Closed rzeller closed 9 years ago
I've figured out how to download the data, convert it from .sra to .fasta and read it into bipython using SeqIO. Instructions are now on the data retrieval page on the wiki.
I'm not sure which datasets to download. Bloom, if you figure that part out, I can write a bash script that downloads all the data and converts it into .fasta format.
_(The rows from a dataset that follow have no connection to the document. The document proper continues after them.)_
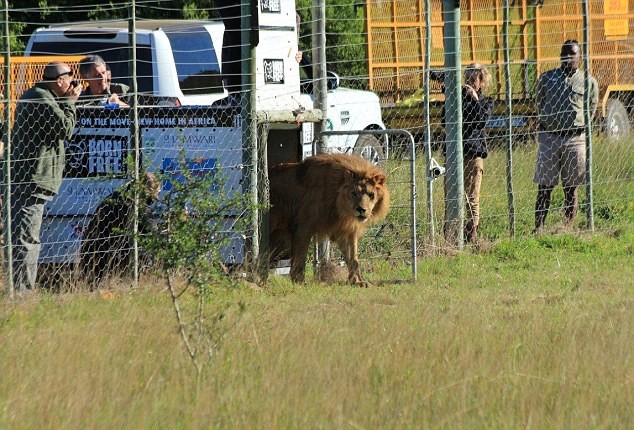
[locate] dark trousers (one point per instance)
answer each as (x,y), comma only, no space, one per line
(27,211)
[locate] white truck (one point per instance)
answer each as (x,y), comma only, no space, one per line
(186,71)
(181,63)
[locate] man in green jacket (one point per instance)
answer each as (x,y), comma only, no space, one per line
(45,116)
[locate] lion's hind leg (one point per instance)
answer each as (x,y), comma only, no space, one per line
(300,242)
(349,249)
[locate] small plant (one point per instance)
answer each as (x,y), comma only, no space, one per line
(196,217)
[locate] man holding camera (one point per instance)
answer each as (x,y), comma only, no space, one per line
(44,120)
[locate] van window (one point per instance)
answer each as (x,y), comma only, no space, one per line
(115,54)
(196,60)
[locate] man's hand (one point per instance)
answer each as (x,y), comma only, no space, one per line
(114,98)
(73,92)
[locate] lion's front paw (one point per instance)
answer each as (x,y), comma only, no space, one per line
(358,282)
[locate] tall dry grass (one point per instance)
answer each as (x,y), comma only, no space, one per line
(529,334)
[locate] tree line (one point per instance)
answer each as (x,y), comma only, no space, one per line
(346,44)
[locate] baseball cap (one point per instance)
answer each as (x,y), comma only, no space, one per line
(55,69)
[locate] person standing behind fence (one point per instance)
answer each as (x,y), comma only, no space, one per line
(94,70)
(476,110)
(44,119)
(561,132)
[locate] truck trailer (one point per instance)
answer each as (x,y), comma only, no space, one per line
(536,31)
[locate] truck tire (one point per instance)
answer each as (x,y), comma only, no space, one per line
(617,120)
(370,148)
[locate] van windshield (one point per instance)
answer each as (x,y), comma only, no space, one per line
(115,55)
(196,60)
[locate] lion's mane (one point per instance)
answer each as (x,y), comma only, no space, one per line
(328,196)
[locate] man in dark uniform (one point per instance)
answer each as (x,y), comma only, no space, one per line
(44,119)
(561,136)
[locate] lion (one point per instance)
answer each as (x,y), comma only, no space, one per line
(327,196)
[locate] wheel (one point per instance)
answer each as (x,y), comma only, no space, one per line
(617,120)
(370,148)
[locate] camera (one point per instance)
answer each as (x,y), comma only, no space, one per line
(435,170)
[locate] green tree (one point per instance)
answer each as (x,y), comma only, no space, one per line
(346,43)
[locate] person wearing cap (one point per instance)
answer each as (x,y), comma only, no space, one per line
(44,120)
(559,97)
(94,70)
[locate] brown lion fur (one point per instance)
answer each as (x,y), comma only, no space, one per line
(327,196)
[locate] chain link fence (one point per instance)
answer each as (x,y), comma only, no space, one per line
(189,110)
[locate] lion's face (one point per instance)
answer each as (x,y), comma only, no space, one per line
(364,194)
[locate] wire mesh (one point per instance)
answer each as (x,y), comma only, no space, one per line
(195,98)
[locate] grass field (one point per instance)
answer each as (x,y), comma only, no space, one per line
(530,332)
(534,333)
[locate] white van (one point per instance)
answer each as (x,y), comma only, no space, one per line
(180,63)
(177,61)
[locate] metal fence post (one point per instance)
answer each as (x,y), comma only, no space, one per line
(588,114)
(6,209)
(135,139)
(509,119)
(453,123)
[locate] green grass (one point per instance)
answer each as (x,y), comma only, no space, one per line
(530,333)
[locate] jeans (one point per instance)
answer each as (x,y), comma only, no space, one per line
(473,169)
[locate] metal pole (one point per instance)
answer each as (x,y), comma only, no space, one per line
(135,140)
(453,123)
(248,42)
(320,93)
(588,114)
(6,210)
(509,118)
(320,84)
(428,157)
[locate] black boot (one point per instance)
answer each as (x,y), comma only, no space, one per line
(470,232)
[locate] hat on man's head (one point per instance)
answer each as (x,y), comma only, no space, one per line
(55,69)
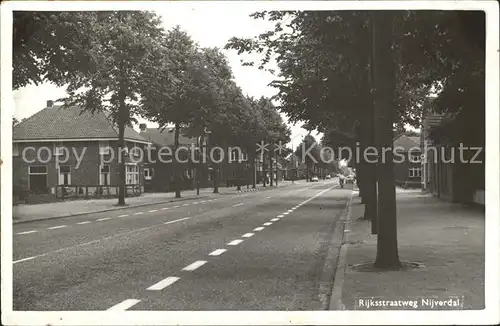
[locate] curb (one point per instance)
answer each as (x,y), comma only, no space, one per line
(338,281)
(106,210)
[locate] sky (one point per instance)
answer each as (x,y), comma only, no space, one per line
(209,27)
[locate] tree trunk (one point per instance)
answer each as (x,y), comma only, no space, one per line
(122,120)
(270,170)
(176,164)
(276,163)
(384,80)
(254,173)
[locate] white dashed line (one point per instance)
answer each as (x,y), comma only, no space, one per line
(235,242)
(124,305)
(27,232)
(194,265)
(174,221)
(163,283)
(24,259)
(217,252)
(57,227)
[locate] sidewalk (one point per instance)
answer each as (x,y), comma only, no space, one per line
(446,239)
(28,213)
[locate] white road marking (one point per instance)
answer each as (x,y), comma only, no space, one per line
(174,221)
(57,227)
(24,259)
(124,305)
(235,242)
(163,283)
(217,252)
(194,265)
(27,232)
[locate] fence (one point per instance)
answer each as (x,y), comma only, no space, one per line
(93,191)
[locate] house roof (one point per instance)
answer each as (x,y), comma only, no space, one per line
(58,123)
(407,142)
(166,137)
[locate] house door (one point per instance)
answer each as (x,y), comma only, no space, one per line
(64,175)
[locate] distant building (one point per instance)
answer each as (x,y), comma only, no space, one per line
(43,139)
(445,174)
(407,161)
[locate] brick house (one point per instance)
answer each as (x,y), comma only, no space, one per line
(59,147)
(407,165)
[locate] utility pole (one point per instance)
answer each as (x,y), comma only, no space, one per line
(384,82)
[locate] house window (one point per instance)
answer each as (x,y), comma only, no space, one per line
(414,172)
(15,149)
(37,178)
(64,175)
(148,173)
(104,148)
(131,174)
(416,158)
(58,149)
(104,175)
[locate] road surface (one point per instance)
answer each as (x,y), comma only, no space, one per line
(262,250)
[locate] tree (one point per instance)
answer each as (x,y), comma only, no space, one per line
(103,71)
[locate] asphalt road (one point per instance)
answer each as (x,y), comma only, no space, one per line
(261,250)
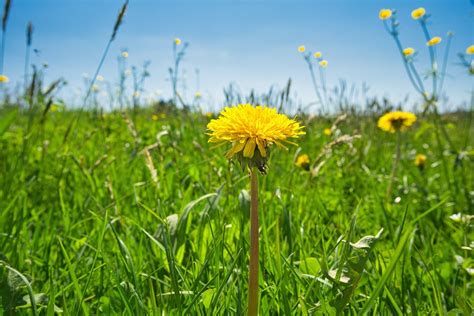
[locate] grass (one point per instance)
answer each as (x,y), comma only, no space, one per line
(134,216)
Cool, can you convert it to Fastq instead? that contains information about the quality of each base read that will be useful in my step of the pipeline. I think seqIO should support it http://biopython.org/wiki/SeqIO
Yeah, no problem. I just changed the instructions to dump and load .fastq files.
Let me know which datasets we should be working with.
Here are some MS patients: http://www.ncbi.nlm.nih.gov/sra/SRX551536[accn]
http://www.ncbi.nlm.nih.gov/sra/SRX553103[accn] http://www.ncbi.nlm.nih.gov/sra/SRX553102[accn] http://www.ncbi.nlm.nih.gov/sra/SRX553101[accn]
http://www.ncbi.nlm.nih.gov/sra/SRX553100[accn] http://www.ncbi.nlm.nih.gov/sra/SRX553099[accn] http://www.ncbi.nlm.nih.gov/sra/SRX553098[accn]
http://www.ncbi.nlm.nih.gov/sra/SRX552923[accn] http://www.ncbi.nlm.nih.gov/sra/SRX552922[accn] http://www.ncbi.nlm.nih.gov/sra/SRX552921[accn]
http://www.ncbi.nlm.nih.gov/sra/SRX552916[accn] http://www.ncbi.nlm.nih.gov/sra/SRX552915[accn] http://www.ncbi.nlm.nih.gov/sra/SRX552914[accn]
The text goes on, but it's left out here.